Enrichment of leukemic blasts with a stem cell phenotype correlates with poor survival in acute myeloid leukemia (AML). In this context, measurement of the stem cell marker aldehyde-dehydrogenase (ALDH) activity can distinguish poor prognosis cases with increased fractions of ALDH-positive cells (ALDH-numerous AML) and favorable outcome cases with low percentages (ALDH-rare AML). It has been shown that ALDH-numerous AML favor leukemic engraftment in xenotransplantation assays which suggests increased leukemic stem cell (LSC) potential. To test if this reflects an immature cell of origin, comparative gene-expression studies of CD34+ leukemic blasts were performed. This analysis revealed increased expression of LSC and HSC signatures in ALDH-numerous AML, whereas ALDH-rare AML were enriched for a progenitor signature. The enrichment of stemness-associated transcriptional programs suggests that ALDH-numerous AML derive from immature hematopoietic progenitors and offers an explanation for the poor prognosis and therapy resistance of this subgroup which is likely caused by inherited stem cell properties.

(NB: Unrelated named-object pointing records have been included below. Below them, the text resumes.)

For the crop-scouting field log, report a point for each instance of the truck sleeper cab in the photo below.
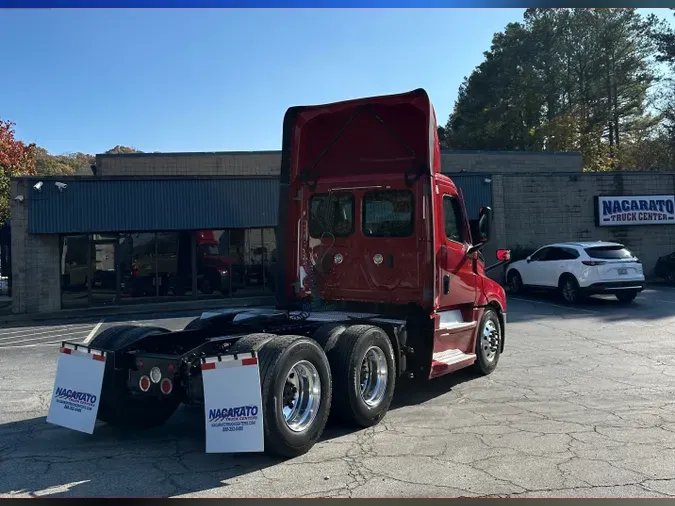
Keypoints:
(378, 278)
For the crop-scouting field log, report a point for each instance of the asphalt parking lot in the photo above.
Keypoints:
(582, 404)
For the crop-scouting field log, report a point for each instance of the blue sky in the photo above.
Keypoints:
(218, 80)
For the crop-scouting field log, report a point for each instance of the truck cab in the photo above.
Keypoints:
(371, 224)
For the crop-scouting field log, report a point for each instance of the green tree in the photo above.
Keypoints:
(562, 80)
(16, 159)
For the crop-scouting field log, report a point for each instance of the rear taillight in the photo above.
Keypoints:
(593, 263)
(166, 385)
(144, 383)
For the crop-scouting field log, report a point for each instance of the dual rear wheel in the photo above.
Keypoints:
(348, 372)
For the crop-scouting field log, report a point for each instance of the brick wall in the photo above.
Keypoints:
(36, 285)
(266, 163)
(255, 163)
(546, 208)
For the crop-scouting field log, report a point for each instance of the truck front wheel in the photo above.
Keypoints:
(296, 388)
(363, 367)
(117, 407)
(488, 343)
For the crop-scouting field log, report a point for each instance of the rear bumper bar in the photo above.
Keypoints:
(614, 286)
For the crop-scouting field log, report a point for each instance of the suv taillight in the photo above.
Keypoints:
(592, 263)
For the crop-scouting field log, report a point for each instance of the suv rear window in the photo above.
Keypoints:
(388, 213)
(609, 252)
(332, 214)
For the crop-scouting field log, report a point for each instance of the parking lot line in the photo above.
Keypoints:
(52, 339)
(93, 332)
(9, 336)
(554, 305)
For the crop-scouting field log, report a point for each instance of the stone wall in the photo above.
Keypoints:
(495, 162)
(36, 273)
(533, 210)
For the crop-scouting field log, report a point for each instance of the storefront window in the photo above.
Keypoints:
(75, 255)
(213, 263)
(174, 255)
(103, 274)
(138, 266)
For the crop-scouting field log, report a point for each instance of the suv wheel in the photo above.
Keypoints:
(569, 289)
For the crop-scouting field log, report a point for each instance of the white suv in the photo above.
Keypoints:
(578, 269)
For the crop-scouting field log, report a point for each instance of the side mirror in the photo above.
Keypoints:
(485, 224)
(484, 229)
(503, 255)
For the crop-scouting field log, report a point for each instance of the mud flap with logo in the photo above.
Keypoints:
(77, 388)
(233, 404)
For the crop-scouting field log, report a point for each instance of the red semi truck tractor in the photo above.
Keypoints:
(378, 280)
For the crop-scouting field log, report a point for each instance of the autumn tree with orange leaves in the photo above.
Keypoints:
(16, 159)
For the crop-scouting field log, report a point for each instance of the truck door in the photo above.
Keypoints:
(456, 284)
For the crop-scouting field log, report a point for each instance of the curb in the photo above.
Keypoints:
(160, 307)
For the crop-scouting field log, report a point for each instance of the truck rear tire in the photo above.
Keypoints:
(488, 343)
(117, 407)
(364, 374)
(293, 420)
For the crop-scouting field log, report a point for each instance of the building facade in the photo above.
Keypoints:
(168, 226)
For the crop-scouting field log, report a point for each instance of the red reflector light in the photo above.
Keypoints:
(144, 384)
(503, 255)
(166, 386)
(591, 263)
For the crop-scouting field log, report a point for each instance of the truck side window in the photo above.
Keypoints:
(452, 215)
(388, 213)
(332, 214)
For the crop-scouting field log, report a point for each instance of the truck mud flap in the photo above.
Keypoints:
(233, 404)
(77, 388)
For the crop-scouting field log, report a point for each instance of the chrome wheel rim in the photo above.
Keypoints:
(373, 376)
(490, 340)
(301, 396)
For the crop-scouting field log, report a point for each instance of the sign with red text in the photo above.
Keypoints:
(233, 404)
(635, 210)
(77, 389)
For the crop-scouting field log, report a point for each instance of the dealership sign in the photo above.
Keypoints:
(635, 210)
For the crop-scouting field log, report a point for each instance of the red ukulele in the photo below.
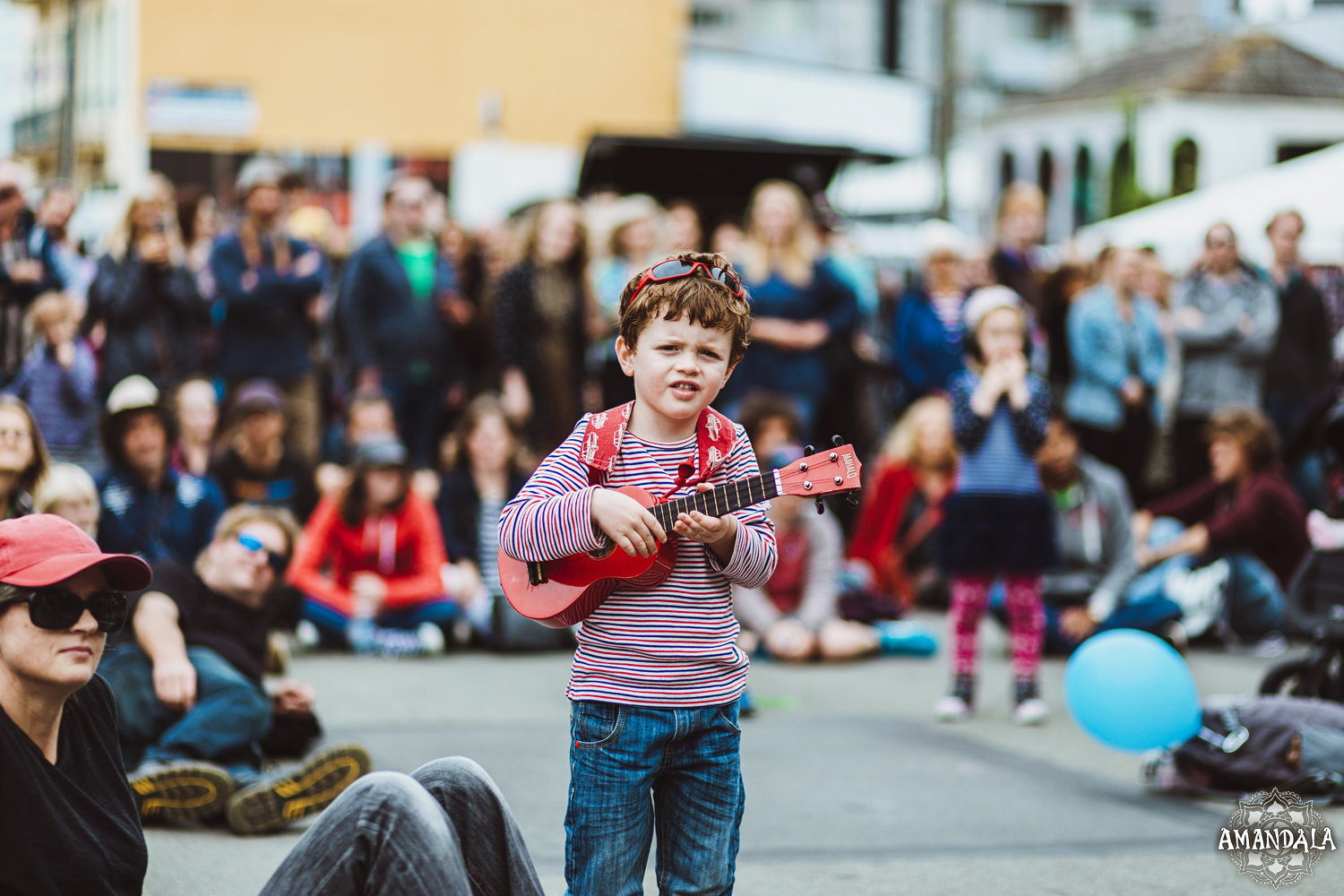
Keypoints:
(564, 591)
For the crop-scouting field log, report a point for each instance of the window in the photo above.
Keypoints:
(1046, 172)
(1185, 167)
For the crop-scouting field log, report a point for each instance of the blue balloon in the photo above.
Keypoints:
(1132, 692)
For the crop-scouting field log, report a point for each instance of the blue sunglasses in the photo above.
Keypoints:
(277, 562)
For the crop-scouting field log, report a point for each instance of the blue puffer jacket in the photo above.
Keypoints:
(1099, 355)
(927, 355)
(171, 524)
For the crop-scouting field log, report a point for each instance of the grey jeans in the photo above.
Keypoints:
(443, 831)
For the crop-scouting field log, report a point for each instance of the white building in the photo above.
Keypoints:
(1169, 118)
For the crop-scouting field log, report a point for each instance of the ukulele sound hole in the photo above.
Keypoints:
(604, 552)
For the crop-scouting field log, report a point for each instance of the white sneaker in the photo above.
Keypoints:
(432, 638)
(951, 708)
(1031, 712)
(306, 635)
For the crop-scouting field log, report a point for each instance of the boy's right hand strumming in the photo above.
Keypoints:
(626, 522)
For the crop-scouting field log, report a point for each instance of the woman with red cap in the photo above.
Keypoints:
(64, 791)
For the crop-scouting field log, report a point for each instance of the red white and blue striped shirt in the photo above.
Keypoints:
(664, 645)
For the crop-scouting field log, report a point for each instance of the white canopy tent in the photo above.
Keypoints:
(1175, 228)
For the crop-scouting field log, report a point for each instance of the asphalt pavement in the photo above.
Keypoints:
(851, 788)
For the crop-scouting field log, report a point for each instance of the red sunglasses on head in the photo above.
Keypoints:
(676, 269)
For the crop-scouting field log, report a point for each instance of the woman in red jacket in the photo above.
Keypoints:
(894, 533)
(370, 562)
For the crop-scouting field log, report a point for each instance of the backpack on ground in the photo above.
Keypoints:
(1252, 743)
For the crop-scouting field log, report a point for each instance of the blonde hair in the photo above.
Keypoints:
(900, 444)
(46, 309)
(155, 190)
(64, 482)
(796, 260)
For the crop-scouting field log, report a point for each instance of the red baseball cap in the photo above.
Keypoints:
(45, 548)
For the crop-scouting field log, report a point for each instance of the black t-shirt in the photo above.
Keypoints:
(70, 828)
(289, 485)
(210, 619)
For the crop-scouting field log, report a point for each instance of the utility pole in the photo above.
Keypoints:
(946, 121)
(66, 160)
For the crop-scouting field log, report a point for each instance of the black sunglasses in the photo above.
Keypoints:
(58, 608)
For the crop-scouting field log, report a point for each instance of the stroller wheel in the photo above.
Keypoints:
(1295, 678)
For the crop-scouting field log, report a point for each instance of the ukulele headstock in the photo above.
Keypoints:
(831, 471)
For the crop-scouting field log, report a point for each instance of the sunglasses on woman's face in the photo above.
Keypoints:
(59, 608)
(279, 562)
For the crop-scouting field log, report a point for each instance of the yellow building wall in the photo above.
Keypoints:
(328, 74)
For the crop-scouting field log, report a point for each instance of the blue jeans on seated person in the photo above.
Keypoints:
(332, 624)
(1253, 599)
(633, 769)
(230, 715)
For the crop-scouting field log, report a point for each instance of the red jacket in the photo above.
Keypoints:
(1266, 519)
(403, 547)
(878, 528)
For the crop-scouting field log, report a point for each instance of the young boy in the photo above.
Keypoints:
(656, 677)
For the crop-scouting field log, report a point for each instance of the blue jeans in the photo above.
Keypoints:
(1253, 600)
(637, 767)
(332, 624)
(230, 715)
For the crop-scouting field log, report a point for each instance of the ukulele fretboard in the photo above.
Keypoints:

Reduced hematopoietic stem cell frequency predicts outcome in acute myeloid leukemia.

In patients with acute myeloid leukemia and low percentages of aldehyde-dehydrogenase-positive cells, non-leukemic hematopoietic stem cells can be separated from leukemic cells. By relating hematopoietic stem cell frequencies to outcome we detected poor overall- and disease-free survival of patients with low hematopoietic stem cell frequencies. Serial analysis of matched diagnostic and follow-up samples further demonstrated that hematopoietic stem cells increased after chemotherapy in patients who achieved durable remissions. However, in patients who eventually relapsed, hematopoietic stem cell numbers decreased dramatically at the time of molecular relapse demonstrating that hematopoietic stem cell levels represent an indirect marker of minimal residual disease, which heralds leukemic relapse. Upon transplantation in immune-deficient mice cases with low percentages of hematopoietic stem cells of our cohort gave rise to leukemic or no engraftment, whereas cases with normal hematopoietic stem cell levels mostly resulted in multi-lineage engraftment. Based on our experimental data, we propose that leukemic stem cells have increased niche affinity in cases with low percentages of hematopoietic stem cells. To validate this hypothesis, we developed new mathematical models describing the dynamics of healthy and leukemic cells under different regulatory scenarios. These models suggest that the mechanism leading to decreases in hematopoietic stem cell frequencies before leukemic relapse must be based on expansion of leukemic stem cells with high niche affinity and the ability to dislodge hematopoietic stem cells. Thus, our data suggest that decreasing numbers of hematopoietic stem cells indicate leukemic stem cell persistence and the emergence of leukemic relapse.